Reg and Syd: Safe

“That was some phone call, Reg.”

“Yes, Syd, it was. Geoff’s a good egg, but he does go on a bit. One of his site managers was nervous about an upcoming health and safety audit, he passed on his anxieties to Geoff, and Geoff vented to me. I, ah, reminded him of our expectations.”

“I daresay. Still, I understand the dilemma. You can’t take away all risks in life, or business either. If you do, you turn turtle. And a boat that turns turtle sinks. Speaking of risks. So where do you draw the line?”

“As high as possible. It’s one of the best things going for us.”

“Publicity? Our feel-good spin on things?”

“Yes, and more.”

“So we don’t get BP‘ed?”

“Yes, and more.”

“Say on.”

“My pleasure. Take for example that shameful piece of real estate over there.”

“Ah yes, the marine science laboratory.”

“I tell you, Syd, the sooner we can get that eyesore taken down and replaced with one of our developments, the better we all shall be. But take it as a metaphor for the university of which it is a part. The public university, which despite our best efforts still has scientists in it. Some of whom actually have ideas that might challenge those being worked on by our scientists. I have a hard time understanding how any of them can have the intellect for this, given that they don’t perceive that the pursuit of a career in what they call ‘public good’ science makes, for them, absolutely no economic sense whatsoever …”

“They might be like your daughter, Reg. Applying your good money to misguided purposes.”

“Sydney, you are uncharitable. Unfortunately, you are also correct. However they came to be there, they represent a pool of ideas that is unfettered by any confidentiality agreement. If they find out something, they blab about it. To everybody. This is intolerable. It’s also untouchable, at least by direct methods.”

“No PR win there, is there?”

“No indeed. But with the level of funds, both capital and operating, that these people have available to them …”

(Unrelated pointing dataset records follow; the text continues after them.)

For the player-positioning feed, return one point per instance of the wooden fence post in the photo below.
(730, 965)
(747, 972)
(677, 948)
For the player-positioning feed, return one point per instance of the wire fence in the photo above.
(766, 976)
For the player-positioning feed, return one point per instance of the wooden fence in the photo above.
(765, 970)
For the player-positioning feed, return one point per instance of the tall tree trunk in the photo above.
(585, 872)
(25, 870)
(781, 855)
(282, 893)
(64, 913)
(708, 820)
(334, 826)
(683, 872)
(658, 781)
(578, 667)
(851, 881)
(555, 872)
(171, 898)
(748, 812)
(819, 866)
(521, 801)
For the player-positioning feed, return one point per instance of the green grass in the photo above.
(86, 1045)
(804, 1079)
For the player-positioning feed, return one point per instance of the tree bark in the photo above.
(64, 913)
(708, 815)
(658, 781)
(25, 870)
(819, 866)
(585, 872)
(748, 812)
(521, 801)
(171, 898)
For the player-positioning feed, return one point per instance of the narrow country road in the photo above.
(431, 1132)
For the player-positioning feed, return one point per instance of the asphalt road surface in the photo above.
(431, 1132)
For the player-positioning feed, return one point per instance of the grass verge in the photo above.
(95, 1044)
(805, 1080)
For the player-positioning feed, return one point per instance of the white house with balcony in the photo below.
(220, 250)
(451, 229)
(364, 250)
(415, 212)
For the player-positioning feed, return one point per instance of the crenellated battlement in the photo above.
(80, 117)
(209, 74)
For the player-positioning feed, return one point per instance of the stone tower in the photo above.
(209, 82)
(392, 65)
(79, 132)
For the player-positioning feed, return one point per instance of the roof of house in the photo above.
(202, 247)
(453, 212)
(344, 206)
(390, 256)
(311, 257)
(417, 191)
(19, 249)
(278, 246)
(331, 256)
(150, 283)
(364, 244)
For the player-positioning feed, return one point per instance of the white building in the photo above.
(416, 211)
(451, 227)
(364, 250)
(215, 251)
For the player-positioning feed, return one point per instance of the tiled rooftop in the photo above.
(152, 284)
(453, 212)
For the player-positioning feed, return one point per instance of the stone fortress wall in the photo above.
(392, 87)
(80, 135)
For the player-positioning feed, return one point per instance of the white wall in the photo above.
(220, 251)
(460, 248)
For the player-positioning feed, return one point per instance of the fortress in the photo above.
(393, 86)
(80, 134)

“Which we’re constantly telling everybody is excessive …”

“When in fact it’s woefully inadequate, the only way they can get anything done is by taking risks. That, and paying wages to ‘students’ that would be an insult to one of their football players …”

“And which would get us a swarm of lawsuits if we tried to pay at those rates …”

“Or, given the competency of those persons who would accept such rates, get us into bankruptcy. Only jail would be worse.”

“Reg, you’re slipping. You can duck jail. Bankruptcy’s harder.”

“You forget Bernie, Syd. Now’s not the best time for thinking you can be careless and still stay out of prison. But you’re distracting me. Scientists in the ‘public good’ arena have been taking risks for decades. Jury-rigging equipment, inhaling chemical fumes, sitting in back-breaker chairs – when they have chairs – because, financially, they’ve had no other choice.”

“Aha!

“I knew you’d get it quickly, Syd. Health and safety legislation! One of our most brilliant operations. It’s intrusive. It’s expensive. And who can argue with it? No one can afford to be labeled dangerous. Especially with the lawyers we’ve primed to take advantage of any, um, episodes.”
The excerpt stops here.